There is no voice among economic officials appointed so far by president-elect Reagan that favors sending good money after bad to keep Chrysler alive. The question is not if but when. Their answer; the sooner the better, as close as possible to the Carter administration to avoid a misleading impression that the beleaguered automaker's troubles originated with Reagan.
Far from breeding panic in financial markets. Chrysler, belly up, might have the opposite effect, say Reagan advisers. The dramatic sign that Uncle Sam no longer will extend credit to failing enterprises may well promote Reagan's early economic policy goal of reviving the failing bond market.
Specifically, Chrysler will go bankrupt sometime this spring unless it gets more federal loan guarantees on top off $800 million authorized so far. Among Reagan advisers and Wall Streeters alike, there is practically no hope for Chrysler's ultimate survival. They Believe more federal help merely postpones the inevitable, as do concessions by labor and suppliers.
Officials in President Carter's Treasury most familiar with Chrysler could not agree more. In fact, they have been surprised that a signal did not come from the president-elect to pull the plug on Chrysler now -- on Carter's watch, instead of Reagan's.
That would have required an intricate maneuver. The chairman of the Chrysler Loan Guarantee Board, Treasury Secretary G. William Miller, would oppose any such cutoff. Whether a whispered word from Reagan would sway the two other board members -- Federal Reserve Chairman Paul Volcker and Comptroller General Elmer Staats -- is debatable. Even then, Bankruptcy probably would not come before Jan. 20.
All such considerations are moot, however, considering Reagan's failure to even consider that option. In the lackadaisical fashion with which high policy has been handled during the transition, Chrysler was not seriously discussed by Reagan. For that reason, it cannot be assumed the new president will resist pressure from Chrysler dealers and Chrysler workers funneled through congressman.
Yet, on this as on many questions, Reagan's first reaction was correct.
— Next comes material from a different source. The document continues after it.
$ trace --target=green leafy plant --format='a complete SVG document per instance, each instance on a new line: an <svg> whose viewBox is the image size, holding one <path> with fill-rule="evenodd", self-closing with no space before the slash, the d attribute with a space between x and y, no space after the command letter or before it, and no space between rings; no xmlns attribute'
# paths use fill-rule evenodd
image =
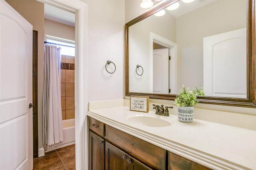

He intuitively opposed the Chrysler bailout, retreating only under intense pressure during the campaign. The right to fail is viewed by Reagan as integral to a rejuvenated free market where government subsidy is diminished along with government taxation and government regulation. That was the essential choice for Republicans between Reagan and John B. Connally.
There are no economic Connallyites in the Reagan Cabinet. Budget director-designate David Stockman was the only member of the Michigan congressional delegation to vote against the Chrysler bailout. He has not repented.
Treasury Secretary-designate Donald Regan has been considered a possible weak link -- an impression enhanced by comments over a luncheon in Wall Street Dec. 16 by his friend and fellow stockbroker I. W. Burnham III. "I have known Don Regan very well for many years," said Burnham," and I have no doubt that he will not allow Detroit to go bust. He will stop imports by imposing a ban on them for three to six months. . . ." h
But Burnham has not talked to Regan lately. In private, the new Treasury chief has opposed any trade protection for the auto industry agreeing with Stockman on the need to end the Chrysler bailout. When Regan replaces Miller as chairman of the Loan Guarantee Board, there will no longer be an ardent voice for maintaining the life-support system.
Such prospects a year ago would have sent Wall Street into a frenzy. Today's sentiment there, which turned against further federal help in the wake of massive buyer resistance to the K-car, hopes a Reagan hard line on Chrysler will change investor psychology sufficiently to save the bond market.
The message, transcending Chrysler, would be sent to other troubled businesses, including savings and loan institutions. "We want the financial community to know that the federal government won't be sopping up credit to help failed enterprises," a Reagan adviser told us. That would be concomitant with less regulation and falling tax rates as part of a lowered federal profile on the business horizon. To achieve that, there seems no way to Reagan's men that Chrysler can be saved.